MASTERKEY: Practical Backdoor Attack Against Speaker Verification Systems
This work addresses a security vulnerability in widely deployed speaker verification systems, posing a threat to user authentication, but it is incremental as it builds on existing poisoning attacks.
The authors tackled the problem of backdoor attacks on speaker verification systems by proposing MASTERKEY, a practical attack that achieves a 100% success rate with a 15% poison rate and remains effective at lower rates, such as 50% success with 3% poison, across multiple models and real-world scenarios.

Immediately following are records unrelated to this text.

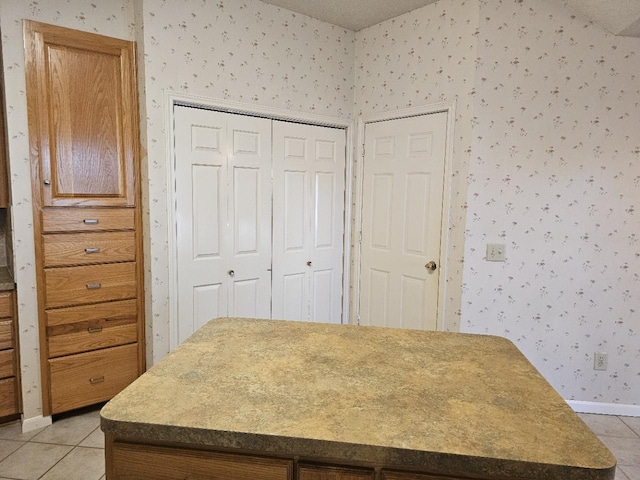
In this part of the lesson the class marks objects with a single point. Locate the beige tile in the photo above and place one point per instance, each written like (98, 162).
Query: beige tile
(13, 431)
(32, 460)
(69, 430)
(608, 425)
(80, 464)
(632, 473)
(7, 447)
(620, 475)
(626, 450)
(94, 440)
(633, 423)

Speaker Verification (SV) is widely deployed in mobile systems to authenticate legitimate users by using their voice traits. In this work, we propose a backdoor attack MASTERKEY, to compromise the SV models. Different from previous attacks, we focus on a real-world practical setting where the attacker possesses no knowledge of the intended victim. To design MASTERKEY, we investigate the limitation of existing poisoning attacks against unseen targets. Then, we optimize a universal backdoor that is capable of attacking arbitrary targets. Next, we embed the speaker's characteristics and semantics information into the backdoor, making it imperceptible. Finally, we estimate the channel distortion and integrate it into the backdoor. We validate our attack on 6 popular SV models. Specifically, we poison a total of 53 models and use our trigger to attack 16,430 enrolled speakers, composed of 310 target speakers enrolled in 53 poisoned models. Our attack achieves 100% attack success rate with a 15% poison rate. By decreasing the poison rate to 3%, the attack success rate remains around 50%. We validate our attack in 3 real-world scenarios and successfully demonstrate the attack through both over-the-air and over-the-telephony-line scenarios.